12 x 12 Offers 175 Degrees of Art - 405 Magazine

12 x 12 Offers 175 Degrees of Art

Although the pieces are small, the Oklahoma Visual Arts Coalition’s 12 x 12 Art Sale is big fun and a bigger vehicle for creative support.

photo courtesy Ruth B. Loveland


OVAC hosts 26th annual 12X12, supporting local artists statewide

Oklahoma City has grown by leaps and bounds in becoming a big-league city. It’s not just sports and the Thunder putting us on the proverbial map; it’s a passion for the arts, as well.  Since 1988, the Oklahoma Visual Arts Coalition, or OVAC, has helped artists throughout the state realize their full potential through education, exposure and funding.

One of the year’s most colorful events of the year takes place Sept. 11 when OVAC hosts the 26th annual 12×12 Art Fundraiser.

“It is truly one of the best events of the year,” says OVAC Executive Director Holly Moye. “With work from 175 Oklahoma artists, we feature art measured 12 inches square.

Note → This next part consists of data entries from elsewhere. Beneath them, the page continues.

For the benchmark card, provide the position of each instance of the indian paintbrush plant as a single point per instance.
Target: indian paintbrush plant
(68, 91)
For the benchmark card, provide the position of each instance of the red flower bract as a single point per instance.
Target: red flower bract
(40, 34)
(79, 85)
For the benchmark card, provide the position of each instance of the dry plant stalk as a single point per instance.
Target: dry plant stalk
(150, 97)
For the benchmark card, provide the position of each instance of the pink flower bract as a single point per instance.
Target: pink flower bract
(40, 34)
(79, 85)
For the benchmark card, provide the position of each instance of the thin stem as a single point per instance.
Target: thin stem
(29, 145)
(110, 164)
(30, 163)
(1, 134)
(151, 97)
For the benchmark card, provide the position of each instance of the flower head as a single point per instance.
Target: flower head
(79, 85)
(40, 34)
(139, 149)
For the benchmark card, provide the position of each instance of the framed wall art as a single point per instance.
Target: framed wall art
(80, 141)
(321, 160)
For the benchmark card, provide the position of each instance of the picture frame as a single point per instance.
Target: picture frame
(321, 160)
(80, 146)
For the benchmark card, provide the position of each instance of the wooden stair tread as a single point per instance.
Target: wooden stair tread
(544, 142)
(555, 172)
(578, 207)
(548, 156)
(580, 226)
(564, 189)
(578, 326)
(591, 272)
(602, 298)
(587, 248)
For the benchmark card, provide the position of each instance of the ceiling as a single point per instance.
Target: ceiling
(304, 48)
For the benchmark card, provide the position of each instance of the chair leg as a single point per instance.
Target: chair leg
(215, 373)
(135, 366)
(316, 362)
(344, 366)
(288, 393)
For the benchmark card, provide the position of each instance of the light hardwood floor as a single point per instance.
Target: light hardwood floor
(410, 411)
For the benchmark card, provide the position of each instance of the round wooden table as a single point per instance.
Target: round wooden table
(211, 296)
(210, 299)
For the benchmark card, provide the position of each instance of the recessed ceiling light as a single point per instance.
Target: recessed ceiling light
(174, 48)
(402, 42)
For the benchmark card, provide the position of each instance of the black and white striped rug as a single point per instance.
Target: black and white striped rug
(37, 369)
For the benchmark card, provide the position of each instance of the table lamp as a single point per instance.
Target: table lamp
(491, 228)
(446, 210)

Visitors can bid on work to support our efforts in a silent, blind auction. With bids starting at only $175, 12×12 remains an exciting way to begin or grow an art collection.”

Sue Moss Sullivan, “Shelter”

In addition to bidding on artwork, guests can enjoy live music from local acts, and sample flavors from some of the city’s favorite restaurants. The Science Museum Oklahoma’s mezzanine will be converted into a chic lounge and bustling art gallery for the evening’s event.

“The 12×12 Art Fundraiser largely supports our grant-giving program,” Moye says. “Last year, we awarded over $37,000 to Oklahoma visual artists. These grants are crucial in helping them create visual art for public presentation, develop their professional practices and lead community projects.”

The organization itself grew from a group of artists who got together for drinks and discussed the lack of opportunities for artists in Oklahoma, Moye said.

“The issues brought forth from the ‘Café Society,’ as they called themselves, spurred John McNeese into creating an organization that would not only bring artists together, but also provide them with the funds and foundations to building a professional practice,” she says.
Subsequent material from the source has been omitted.